St Andrews, na Escócia

Nossa opinião final sobre o nosso roteiro: Nos gostamos muito de conhecer todos as cidades por onde passamos. Montamos base em cidades estrategicas e tentamos aproveitar ao máximo nossos dias fazendo bate e volta. Essa foi a primeira viagem em familia que incluimos várias cidades no roteiro para um bate e volta. Hoje em dia depois de voltar da viagem e fazer aquela analise geral de tudo o que fizemos por lá, chegamos a conclusão que mudariamos apenas duas coisas nesse roteiro: precisariamos ter tido um dia a mais na Suíça e ao invés de ficar 4 dias em Salzburgo, nos deveriamos ter dividido essa parte da viagem da seguinte forma: 2 dias em Innsbruck e 2 dias em Salzburgo.

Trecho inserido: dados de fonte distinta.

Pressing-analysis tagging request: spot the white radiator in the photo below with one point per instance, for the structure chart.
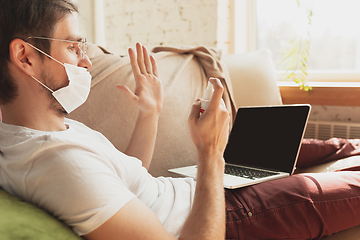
(324, 130)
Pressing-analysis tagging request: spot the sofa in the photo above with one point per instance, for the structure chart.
(249, 80)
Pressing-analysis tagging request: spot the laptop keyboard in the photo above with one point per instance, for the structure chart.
(249, 173)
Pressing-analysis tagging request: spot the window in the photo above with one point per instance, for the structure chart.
(334, 33)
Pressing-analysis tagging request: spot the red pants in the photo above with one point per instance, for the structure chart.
(302, 206)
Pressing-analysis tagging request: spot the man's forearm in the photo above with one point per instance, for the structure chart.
(207, 217)
(142, 142)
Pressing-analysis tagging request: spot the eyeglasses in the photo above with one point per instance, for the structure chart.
(81, 45)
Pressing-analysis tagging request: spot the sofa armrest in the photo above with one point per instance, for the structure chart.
(253, 78)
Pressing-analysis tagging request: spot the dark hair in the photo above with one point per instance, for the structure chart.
(22, 19)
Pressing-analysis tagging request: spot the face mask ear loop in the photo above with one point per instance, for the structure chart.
(42, 84)
(44, 53)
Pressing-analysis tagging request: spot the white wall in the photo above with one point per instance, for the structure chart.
(155, 22)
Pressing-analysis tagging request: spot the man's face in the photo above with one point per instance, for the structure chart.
(52, 73)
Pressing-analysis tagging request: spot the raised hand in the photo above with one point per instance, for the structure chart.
(148, 94)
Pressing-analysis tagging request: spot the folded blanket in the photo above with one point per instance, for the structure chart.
(210, 60)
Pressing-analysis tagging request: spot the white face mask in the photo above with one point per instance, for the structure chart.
(76, 93)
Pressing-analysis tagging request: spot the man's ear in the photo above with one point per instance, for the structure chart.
(23, 56)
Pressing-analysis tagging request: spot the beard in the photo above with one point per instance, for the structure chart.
(48, 78)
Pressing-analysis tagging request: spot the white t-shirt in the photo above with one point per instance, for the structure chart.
(80, 177)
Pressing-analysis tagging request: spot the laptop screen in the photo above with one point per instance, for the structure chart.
(267, 137)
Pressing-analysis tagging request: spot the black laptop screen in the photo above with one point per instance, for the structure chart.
(267, 137)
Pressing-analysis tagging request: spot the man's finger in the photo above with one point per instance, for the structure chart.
(140, 58)
(195, 110)
(133, 62)
(217, 94)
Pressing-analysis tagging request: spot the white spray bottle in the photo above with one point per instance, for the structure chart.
(206, 99)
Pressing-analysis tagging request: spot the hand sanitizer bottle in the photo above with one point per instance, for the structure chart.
(207, 96)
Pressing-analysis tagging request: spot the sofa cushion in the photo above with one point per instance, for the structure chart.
(253, 78)
(108, 110)
(21, 220)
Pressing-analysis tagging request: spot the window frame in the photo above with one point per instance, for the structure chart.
(244, 39)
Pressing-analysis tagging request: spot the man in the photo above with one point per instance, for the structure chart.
(76, 174)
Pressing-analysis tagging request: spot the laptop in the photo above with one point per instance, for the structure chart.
(263, 145)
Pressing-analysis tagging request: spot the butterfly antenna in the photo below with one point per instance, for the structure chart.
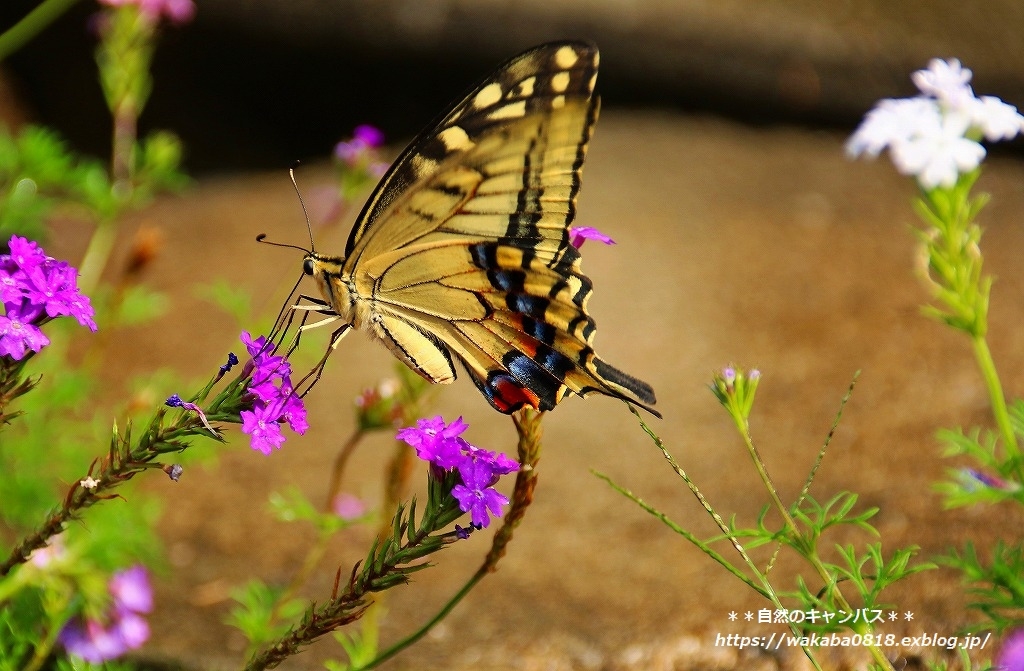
(262, 239)
(309, 227)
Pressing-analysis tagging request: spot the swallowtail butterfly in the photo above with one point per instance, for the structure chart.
(462, 252)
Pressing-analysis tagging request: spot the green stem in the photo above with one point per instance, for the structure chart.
(422, 631)
(987, 366)
(96, 255)
(791, 526)
(17, 35)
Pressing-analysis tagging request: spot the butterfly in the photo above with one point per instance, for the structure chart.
(462, 252)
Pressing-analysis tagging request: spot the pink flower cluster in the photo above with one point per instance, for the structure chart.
(35, 288)
(123, 629)
(176, 11)
(275, 399)
(479, 469)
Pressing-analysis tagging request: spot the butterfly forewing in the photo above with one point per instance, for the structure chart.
(463, 248)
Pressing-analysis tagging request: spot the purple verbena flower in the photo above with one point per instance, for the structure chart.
(261, 424)
(17, 333)
(124, 627)
(348, 506)
(275, 400)
(130, 589)
(356, 150)
(580, 235)
(369, 135)
(176, 11)
(479, 469)
(25, 254)
(34, 288)
(1011, 656)
(434, 441)
(476, 495)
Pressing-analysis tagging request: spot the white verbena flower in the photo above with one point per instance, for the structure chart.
(995, 119)
(937, 156)
(891, 122)
(946, 81)
(934, 136)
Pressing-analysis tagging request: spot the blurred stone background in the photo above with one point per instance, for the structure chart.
(744, 237)
(254, 84)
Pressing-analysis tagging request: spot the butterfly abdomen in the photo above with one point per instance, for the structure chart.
(463, 252)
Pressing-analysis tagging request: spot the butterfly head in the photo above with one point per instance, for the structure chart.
(327, 273)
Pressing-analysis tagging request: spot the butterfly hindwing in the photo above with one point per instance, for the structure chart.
(462, 252)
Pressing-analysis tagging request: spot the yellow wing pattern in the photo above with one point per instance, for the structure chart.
(463, 253)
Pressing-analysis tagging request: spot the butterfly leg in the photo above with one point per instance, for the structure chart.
(318, 369)
(314, 305)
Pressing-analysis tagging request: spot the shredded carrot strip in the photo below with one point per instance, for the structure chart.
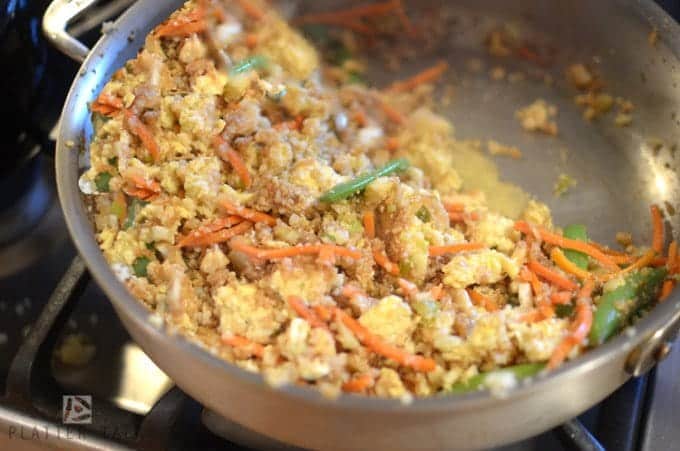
(237, 341)
(247, 213)
(293, 251)
(140, 130)
(226, 153)
(657, 234)
(427, 76)
(377, 345)
(369, 224)
(408, 288)
(645, 260)
(666, 289)
(250, 9)
(139, 193)
(552, 276)
(436, 251)
(567, 243)
(579, 328)
(544, 307)
(191, 22)
(482, 301)
(210, 238)
(437, 292)
(119, 199)
(561, 297)
(305, 313)
(358, 384)
(385, 263)
(567, 265)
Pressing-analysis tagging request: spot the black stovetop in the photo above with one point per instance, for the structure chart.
(133, 402)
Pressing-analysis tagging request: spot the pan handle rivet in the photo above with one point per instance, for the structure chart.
(662, 351)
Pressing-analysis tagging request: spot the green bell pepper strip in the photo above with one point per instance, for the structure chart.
(576, 232)
(347, 189)
(617, 306)
(252, 63)
(477, 382)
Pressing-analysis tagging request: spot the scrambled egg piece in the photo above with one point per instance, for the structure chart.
(483, 267)
(538, 117)
(424, 132)
(391, 318)
(245, 311)
(310, 282)
(496, 231)
(288, 49)
(538, 340)
(538, 213)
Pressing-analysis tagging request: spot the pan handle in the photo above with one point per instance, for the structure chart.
(654, 348)
(61, 13)
(57, 16)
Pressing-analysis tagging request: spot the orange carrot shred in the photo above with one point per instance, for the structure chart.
(657, 234)
(552, 276)
(210, 238)
(561, 297)
(236, 341)
(358, 384)
(436, 251)
(427, 76)
(369, 224)
(482, 301)
(247, 213)
(567, 243)
(666, 289)
(226, 153)
(579, 329)
(305, 313)
(377, 345)
(140, 130)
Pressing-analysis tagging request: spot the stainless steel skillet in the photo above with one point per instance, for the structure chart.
(619, 173)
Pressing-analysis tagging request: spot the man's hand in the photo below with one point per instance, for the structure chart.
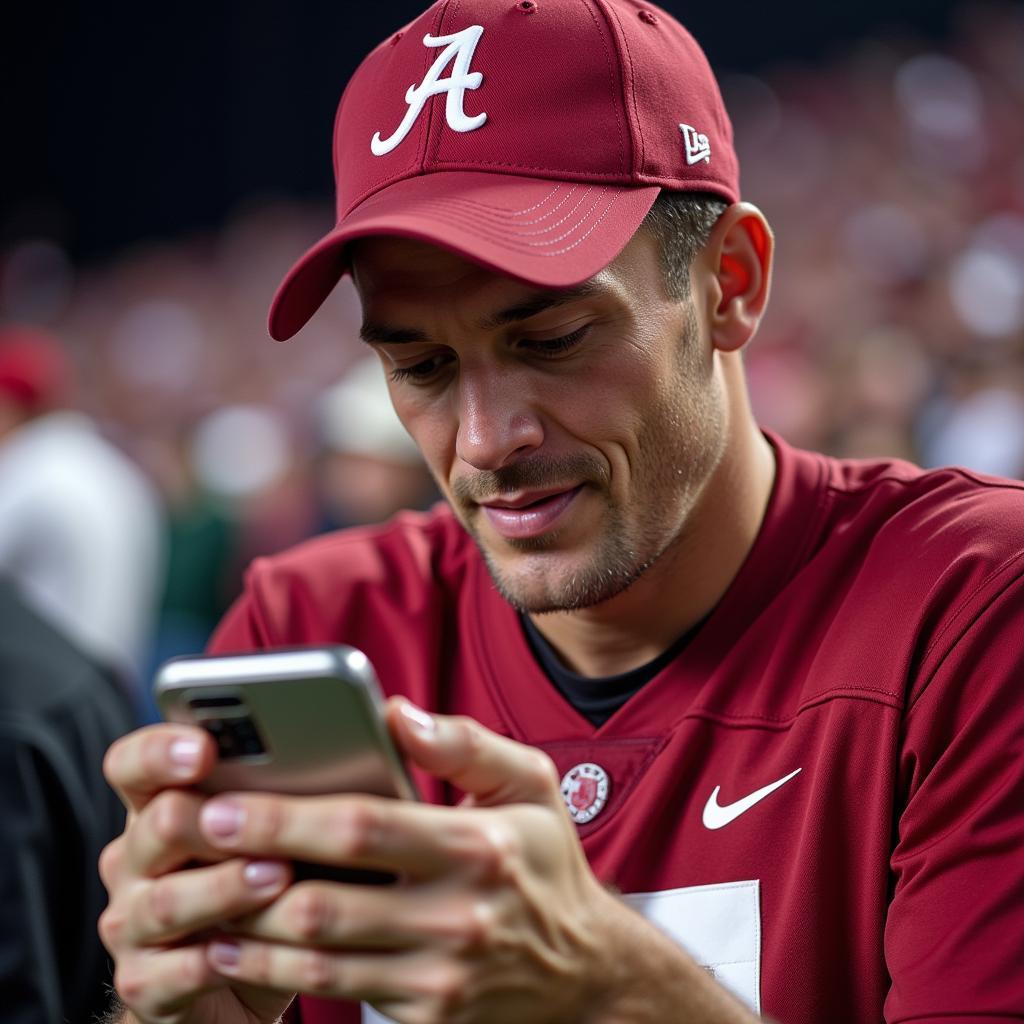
(497, 918)
(158, 913)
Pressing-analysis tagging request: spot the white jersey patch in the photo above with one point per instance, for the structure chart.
(719, 926)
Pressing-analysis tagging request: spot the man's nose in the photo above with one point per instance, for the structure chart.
(497, 423)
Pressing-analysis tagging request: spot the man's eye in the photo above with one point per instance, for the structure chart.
(420, 373)
(553, 346)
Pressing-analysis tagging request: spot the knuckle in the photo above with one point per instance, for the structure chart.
(168, 814)
(112, 761)
(316, 970)
(353, 827)
(193, 972)
(311, 912)
(496, 851)
(111, 927)
(478, 927)
(111, 860)
(448, 987)
(471, 734)
(162, 903)
(129, 983)
(265, 821)
(257, 960)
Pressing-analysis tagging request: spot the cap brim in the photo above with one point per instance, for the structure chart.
(551, 233)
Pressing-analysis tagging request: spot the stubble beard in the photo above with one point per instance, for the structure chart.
(681, 443)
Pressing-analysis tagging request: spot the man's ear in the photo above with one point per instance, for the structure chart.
(735, 264)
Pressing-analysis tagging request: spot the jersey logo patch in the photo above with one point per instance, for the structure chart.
(585, 790)
(458, 47)
(717, 816)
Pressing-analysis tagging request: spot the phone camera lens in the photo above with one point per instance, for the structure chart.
(236, 737)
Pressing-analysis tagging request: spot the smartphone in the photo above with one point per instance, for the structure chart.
(299, 721)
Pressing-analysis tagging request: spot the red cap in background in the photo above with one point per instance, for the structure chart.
(531, 136)
(34, 369)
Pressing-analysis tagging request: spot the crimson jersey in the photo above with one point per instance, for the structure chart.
(820, 797)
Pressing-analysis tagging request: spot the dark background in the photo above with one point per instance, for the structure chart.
(126, 121)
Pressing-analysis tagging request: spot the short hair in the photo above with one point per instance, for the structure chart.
(681, 223)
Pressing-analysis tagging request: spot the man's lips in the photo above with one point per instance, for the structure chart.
(529, 513)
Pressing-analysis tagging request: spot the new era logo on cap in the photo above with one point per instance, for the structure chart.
(697, 146)
(534, 145)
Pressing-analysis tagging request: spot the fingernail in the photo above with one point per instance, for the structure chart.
(222, 819)
(419, 719)
(264, 873)
(225, 955)
(184, 755)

Se fosse dessa forma teria ficado perfeito! Mas de qualquer forma, o importante é que deu tudo certo e nos aproveitamos muito!

Ah, e é claro que eu poderia ter ficado mais tempo em Edimburgo também, não seria nada mal, não é mesmo?!?!?! =)))

Obs.: Como já deu pra perceber, nos próximos meses vamos ter assunto de sobra aqui no blog!